As with that blind insistence on the rectitude of law and on the righteousness of enforcing law, I see this arrogance whenever people turn the need to see beyond the distinctions of race, gender, class, and just about anything else that can divide us, into a denial or a dismissal of those distinctions. In doing so, they substitute illusion for the very real subaltern experience of oppression. And this is to become an oppressor, a bigot, a racist, a sexist, a classist oneself.

This substitution of illusion, or more precisely, a preferred illusion for reality, the substitution of the way things ought to be for the way they are, is what Kwame Anthony Appiah called the naturalistic fallacy.[8] I don’t think conservatives have suffered all that much from Frank Meyer’s “fusionism;” rather their influence has grown immeasurably because of it. But in almost all other cases, this imposition of ideology is not about building alliances, but rather about constructing an excuse not to deal with real suffering.

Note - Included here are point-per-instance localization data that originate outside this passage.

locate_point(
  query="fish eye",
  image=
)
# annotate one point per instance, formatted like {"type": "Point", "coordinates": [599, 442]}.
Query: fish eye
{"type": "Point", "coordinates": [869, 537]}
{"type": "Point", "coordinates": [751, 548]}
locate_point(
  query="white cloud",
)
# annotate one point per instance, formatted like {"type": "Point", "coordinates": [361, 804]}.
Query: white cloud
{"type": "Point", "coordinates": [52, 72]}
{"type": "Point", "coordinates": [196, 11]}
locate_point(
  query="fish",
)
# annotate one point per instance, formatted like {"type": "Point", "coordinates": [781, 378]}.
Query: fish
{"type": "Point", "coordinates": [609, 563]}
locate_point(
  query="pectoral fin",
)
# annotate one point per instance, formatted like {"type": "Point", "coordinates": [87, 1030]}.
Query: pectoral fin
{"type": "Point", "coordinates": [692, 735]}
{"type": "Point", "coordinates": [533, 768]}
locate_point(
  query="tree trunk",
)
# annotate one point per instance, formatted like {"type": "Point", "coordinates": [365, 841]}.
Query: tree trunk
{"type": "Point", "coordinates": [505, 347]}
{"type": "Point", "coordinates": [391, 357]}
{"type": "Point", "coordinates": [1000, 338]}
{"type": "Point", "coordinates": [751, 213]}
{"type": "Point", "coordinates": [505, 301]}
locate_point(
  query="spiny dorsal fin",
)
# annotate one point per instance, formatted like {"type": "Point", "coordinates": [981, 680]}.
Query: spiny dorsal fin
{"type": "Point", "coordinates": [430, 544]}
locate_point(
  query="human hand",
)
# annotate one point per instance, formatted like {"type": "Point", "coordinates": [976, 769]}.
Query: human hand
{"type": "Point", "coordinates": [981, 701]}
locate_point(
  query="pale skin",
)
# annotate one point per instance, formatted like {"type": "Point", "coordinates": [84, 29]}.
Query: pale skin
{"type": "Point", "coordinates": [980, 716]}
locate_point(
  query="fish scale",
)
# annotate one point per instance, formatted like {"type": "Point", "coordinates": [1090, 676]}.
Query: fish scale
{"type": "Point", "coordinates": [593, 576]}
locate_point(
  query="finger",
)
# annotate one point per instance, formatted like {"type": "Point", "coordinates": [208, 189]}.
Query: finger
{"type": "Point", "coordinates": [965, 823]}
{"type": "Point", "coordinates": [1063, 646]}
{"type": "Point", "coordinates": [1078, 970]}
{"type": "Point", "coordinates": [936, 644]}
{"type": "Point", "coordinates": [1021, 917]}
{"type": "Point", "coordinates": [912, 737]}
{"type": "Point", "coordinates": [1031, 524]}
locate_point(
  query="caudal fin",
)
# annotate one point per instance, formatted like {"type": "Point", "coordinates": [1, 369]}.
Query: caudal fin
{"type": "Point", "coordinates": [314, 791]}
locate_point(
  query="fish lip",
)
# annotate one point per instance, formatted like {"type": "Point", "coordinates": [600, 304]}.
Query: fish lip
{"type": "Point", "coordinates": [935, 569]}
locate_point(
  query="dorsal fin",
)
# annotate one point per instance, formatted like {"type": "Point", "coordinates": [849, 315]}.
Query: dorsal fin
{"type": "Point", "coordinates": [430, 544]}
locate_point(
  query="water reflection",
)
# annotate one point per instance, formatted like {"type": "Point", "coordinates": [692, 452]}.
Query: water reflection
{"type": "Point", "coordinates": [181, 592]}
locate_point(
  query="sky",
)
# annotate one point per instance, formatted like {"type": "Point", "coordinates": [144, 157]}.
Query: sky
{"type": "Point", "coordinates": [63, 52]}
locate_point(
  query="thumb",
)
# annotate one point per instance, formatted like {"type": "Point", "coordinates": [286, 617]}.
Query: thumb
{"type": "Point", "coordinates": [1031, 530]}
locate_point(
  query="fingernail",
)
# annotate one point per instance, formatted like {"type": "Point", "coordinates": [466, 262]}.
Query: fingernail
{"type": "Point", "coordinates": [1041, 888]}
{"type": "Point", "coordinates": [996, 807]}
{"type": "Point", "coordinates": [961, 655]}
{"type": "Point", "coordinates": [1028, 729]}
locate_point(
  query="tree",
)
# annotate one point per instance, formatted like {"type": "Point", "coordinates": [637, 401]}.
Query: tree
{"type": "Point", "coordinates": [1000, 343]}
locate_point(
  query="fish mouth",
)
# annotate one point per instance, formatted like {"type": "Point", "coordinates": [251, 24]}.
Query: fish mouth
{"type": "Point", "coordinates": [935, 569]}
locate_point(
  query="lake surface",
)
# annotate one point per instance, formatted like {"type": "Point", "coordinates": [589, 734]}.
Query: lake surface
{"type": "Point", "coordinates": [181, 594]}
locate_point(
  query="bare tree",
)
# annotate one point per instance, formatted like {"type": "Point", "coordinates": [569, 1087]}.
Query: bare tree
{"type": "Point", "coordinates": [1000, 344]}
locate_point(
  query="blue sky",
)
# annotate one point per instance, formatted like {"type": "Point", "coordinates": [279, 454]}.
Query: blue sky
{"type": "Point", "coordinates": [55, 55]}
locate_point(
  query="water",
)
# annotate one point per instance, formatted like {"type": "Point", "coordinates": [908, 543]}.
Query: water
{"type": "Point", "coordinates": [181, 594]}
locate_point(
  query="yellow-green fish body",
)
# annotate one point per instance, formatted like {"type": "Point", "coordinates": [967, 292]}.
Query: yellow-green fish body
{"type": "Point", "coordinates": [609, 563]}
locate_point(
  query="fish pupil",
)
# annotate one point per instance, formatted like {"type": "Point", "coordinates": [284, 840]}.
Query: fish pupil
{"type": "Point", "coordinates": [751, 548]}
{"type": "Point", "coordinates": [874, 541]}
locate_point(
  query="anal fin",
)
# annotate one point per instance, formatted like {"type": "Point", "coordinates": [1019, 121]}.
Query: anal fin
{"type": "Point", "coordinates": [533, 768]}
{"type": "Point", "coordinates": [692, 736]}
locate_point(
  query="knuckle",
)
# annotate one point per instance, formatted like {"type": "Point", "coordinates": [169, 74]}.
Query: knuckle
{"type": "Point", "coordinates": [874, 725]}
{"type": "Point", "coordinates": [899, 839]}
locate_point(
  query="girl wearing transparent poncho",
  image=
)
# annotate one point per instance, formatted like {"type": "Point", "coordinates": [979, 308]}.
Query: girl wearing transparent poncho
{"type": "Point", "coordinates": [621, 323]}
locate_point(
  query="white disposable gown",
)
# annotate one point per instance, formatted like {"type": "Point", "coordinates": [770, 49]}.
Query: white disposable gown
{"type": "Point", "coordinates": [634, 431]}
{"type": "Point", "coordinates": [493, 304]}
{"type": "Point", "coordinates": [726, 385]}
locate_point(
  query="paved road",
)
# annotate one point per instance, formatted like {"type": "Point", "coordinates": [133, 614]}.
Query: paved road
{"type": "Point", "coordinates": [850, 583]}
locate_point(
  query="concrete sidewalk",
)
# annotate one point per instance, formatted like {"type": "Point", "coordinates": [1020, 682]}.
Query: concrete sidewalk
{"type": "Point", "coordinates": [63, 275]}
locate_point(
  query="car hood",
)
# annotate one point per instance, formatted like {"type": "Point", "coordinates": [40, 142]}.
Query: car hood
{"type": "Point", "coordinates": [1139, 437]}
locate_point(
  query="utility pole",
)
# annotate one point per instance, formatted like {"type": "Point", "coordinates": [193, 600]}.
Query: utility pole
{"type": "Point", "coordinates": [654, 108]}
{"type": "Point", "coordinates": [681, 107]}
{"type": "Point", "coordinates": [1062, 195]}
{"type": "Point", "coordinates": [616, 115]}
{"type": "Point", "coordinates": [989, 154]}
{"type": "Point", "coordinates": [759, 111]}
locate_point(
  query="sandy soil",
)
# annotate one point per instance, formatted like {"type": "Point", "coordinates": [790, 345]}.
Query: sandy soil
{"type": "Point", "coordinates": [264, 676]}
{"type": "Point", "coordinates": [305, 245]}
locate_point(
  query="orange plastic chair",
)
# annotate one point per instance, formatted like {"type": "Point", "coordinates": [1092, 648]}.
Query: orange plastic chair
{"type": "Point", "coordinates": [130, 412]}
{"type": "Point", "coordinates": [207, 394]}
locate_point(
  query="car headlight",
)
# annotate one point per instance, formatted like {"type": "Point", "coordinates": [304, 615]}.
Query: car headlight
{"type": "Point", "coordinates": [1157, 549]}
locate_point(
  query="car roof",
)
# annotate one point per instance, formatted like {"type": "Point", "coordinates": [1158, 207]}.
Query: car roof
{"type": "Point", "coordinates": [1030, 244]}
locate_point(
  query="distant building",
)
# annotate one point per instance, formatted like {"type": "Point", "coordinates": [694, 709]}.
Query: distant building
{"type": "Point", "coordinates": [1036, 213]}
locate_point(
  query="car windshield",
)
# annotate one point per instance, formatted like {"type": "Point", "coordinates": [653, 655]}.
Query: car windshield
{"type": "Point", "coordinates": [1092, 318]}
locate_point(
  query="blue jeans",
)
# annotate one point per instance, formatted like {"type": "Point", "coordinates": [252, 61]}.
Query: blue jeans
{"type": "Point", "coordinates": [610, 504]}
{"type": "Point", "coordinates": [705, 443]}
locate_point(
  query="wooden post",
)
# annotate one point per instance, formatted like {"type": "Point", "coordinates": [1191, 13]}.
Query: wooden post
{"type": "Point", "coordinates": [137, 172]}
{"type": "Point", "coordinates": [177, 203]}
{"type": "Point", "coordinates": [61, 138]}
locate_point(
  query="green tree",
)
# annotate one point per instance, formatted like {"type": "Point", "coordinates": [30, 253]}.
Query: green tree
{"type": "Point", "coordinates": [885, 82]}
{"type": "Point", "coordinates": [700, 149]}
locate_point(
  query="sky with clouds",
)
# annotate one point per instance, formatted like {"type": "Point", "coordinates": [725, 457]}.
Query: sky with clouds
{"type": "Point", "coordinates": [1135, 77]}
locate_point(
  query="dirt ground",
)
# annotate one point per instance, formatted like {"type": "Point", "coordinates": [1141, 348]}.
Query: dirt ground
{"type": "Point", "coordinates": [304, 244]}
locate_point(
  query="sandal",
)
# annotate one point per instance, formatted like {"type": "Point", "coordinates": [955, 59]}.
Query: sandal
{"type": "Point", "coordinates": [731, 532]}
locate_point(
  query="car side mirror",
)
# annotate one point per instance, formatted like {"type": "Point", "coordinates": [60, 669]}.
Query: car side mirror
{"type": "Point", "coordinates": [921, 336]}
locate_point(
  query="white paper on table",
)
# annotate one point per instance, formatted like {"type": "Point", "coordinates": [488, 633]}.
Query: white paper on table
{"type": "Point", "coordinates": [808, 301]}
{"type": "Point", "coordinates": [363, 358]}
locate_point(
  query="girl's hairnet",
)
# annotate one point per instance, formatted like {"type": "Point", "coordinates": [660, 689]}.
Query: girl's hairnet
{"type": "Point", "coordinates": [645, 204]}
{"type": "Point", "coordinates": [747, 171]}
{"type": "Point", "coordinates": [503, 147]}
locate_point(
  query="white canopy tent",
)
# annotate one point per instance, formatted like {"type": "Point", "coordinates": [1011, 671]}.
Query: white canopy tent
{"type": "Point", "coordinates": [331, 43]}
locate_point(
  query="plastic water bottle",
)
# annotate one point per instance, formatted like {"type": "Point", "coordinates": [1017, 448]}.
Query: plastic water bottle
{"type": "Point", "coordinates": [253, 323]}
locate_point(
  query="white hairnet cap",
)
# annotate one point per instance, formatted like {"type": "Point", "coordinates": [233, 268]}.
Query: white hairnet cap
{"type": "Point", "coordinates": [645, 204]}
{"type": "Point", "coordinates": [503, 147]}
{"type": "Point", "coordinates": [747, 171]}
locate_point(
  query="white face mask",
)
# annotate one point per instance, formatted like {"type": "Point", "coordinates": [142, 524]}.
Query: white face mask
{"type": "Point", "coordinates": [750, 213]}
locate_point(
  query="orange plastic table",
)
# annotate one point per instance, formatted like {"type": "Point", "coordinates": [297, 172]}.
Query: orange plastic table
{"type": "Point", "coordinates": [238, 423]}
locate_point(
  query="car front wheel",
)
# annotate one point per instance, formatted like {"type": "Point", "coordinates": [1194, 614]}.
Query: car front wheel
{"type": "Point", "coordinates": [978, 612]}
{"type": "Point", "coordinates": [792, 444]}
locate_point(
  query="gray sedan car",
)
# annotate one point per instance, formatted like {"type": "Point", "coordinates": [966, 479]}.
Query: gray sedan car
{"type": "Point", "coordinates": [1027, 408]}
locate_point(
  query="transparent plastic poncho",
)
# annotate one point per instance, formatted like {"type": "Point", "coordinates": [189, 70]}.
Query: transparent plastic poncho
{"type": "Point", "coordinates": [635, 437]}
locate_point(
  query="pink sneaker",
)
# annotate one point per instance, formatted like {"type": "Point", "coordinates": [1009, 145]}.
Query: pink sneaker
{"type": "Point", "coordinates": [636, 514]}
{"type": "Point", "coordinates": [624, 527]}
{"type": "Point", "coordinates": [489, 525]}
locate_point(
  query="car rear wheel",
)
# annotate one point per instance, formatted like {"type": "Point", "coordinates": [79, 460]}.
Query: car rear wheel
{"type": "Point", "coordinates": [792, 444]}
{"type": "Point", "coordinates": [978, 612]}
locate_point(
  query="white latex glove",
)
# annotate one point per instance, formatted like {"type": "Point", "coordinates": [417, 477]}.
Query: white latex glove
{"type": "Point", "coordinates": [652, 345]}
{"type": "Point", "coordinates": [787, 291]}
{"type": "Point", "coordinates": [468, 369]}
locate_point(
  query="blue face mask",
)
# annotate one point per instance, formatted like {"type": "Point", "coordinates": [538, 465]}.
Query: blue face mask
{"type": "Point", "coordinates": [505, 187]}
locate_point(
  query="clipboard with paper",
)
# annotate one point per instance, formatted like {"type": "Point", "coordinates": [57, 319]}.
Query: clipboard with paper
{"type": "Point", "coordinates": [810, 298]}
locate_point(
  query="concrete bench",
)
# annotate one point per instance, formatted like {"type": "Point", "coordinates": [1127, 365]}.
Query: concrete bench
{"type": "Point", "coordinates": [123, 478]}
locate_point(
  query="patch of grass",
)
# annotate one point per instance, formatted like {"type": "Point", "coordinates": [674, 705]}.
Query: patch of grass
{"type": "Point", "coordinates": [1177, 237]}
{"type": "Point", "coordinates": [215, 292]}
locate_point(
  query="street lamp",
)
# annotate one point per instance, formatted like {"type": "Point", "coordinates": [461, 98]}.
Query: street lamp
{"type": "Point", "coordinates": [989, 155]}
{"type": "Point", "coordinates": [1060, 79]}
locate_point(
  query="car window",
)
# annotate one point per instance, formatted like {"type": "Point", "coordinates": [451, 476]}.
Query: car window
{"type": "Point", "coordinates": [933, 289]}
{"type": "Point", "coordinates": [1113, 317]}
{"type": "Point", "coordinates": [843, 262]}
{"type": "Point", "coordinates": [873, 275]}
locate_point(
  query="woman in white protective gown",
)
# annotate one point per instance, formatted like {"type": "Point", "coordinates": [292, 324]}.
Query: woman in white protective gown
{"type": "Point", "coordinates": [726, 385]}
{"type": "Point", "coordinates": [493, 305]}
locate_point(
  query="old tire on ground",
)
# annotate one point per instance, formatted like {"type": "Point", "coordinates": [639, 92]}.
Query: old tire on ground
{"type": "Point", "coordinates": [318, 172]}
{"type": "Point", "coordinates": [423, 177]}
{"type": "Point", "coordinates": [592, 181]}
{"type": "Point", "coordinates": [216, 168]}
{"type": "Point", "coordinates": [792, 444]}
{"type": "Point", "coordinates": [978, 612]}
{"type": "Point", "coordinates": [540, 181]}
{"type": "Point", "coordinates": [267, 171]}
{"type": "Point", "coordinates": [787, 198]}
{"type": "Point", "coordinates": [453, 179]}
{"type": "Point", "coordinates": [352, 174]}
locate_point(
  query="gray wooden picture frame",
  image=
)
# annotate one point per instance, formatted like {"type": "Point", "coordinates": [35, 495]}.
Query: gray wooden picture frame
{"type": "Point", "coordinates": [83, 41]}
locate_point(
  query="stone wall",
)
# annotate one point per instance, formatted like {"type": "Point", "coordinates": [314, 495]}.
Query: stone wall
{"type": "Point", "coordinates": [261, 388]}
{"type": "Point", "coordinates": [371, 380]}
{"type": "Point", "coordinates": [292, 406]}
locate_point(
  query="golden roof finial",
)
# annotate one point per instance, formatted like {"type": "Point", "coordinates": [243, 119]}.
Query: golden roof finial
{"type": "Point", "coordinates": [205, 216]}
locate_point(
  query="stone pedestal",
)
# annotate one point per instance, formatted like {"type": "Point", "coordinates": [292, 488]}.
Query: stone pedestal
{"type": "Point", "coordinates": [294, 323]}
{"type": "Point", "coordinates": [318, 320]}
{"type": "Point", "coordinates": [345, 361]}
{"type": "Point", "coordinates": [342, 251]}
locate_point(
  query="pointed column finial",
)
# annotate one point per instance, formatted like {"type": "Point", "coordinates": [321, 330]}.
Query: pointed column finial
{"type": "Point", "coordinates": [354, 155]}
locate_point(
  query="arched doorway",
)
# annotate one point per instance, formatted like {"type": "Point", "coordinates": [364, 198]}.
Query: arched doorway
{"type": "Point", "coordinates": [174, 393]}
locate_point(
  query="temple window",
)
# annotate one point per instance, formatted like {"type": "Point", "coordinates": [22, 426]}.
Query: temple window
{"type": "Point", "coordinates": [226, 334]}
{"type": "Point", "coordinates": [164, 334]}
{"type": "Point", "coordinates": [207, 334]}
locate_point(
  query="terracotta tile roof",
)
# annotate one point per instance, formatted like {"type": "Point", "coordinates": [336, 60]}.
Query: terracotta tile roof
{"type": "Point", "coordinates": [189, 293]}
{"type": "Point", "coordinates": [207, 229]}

It is about rationalizing oppression.

  1. [1]Richard J. Bishirjian, “Why I Am a Conservative,” First Principles, July 10, 2008, http://www.firstprinciplesjournal.com/articles.aspx?article=173
  2. [2]Sonja K. Foss, Karen A. Foss, and Robert Trapp, Contemporary Perspectives on Rhetoric, 3rd ed. (Long Grove, IL: Waveland, 2002).
  3. [3]Daniel Altman, Neoconomy: George Bush’s Revolutionary Gamble with America’s Future (New York: Public Affairs, 2004); Daniel Stedman Jones, Masters of the Universe: Hayek, Friedman, and the Birth of Neoliberal Politics (Princeton, NJ: Princeton University, 2012).
  4. [4]Ron Suskind, “Faith, Certainty and the Presidency of George W. Bush,” New York Times, October 17, 2004, http://www.nytimes.com/2004/10/17/magazine/17BUSH.html
  5. [5]Edgar Morin, On Complexity (Cresskill, NJ: Hampton, 2008), 93.
  6. [6]Chris Hedges, “Is America ‘Yearning for Fascism’?,” Truthdig, March 29, 2010, http://www.truthdig.com/report/item/is_america_yearning_for_fascism_20100329/
  7. [7]Tom Hays and Colleen Long, “Police: Chokehold Victim Complicit in Own Death,” ABC News, December 5, 2014, http://abcnews.go.com/US/wireStory/police-cases-stir-national-protests-debate-27383589
  8. [8]Kwame Anthony Appiah, Cosmopolitanism: Ethics in A World of Strangers (New York: W. W. Norton, 2006).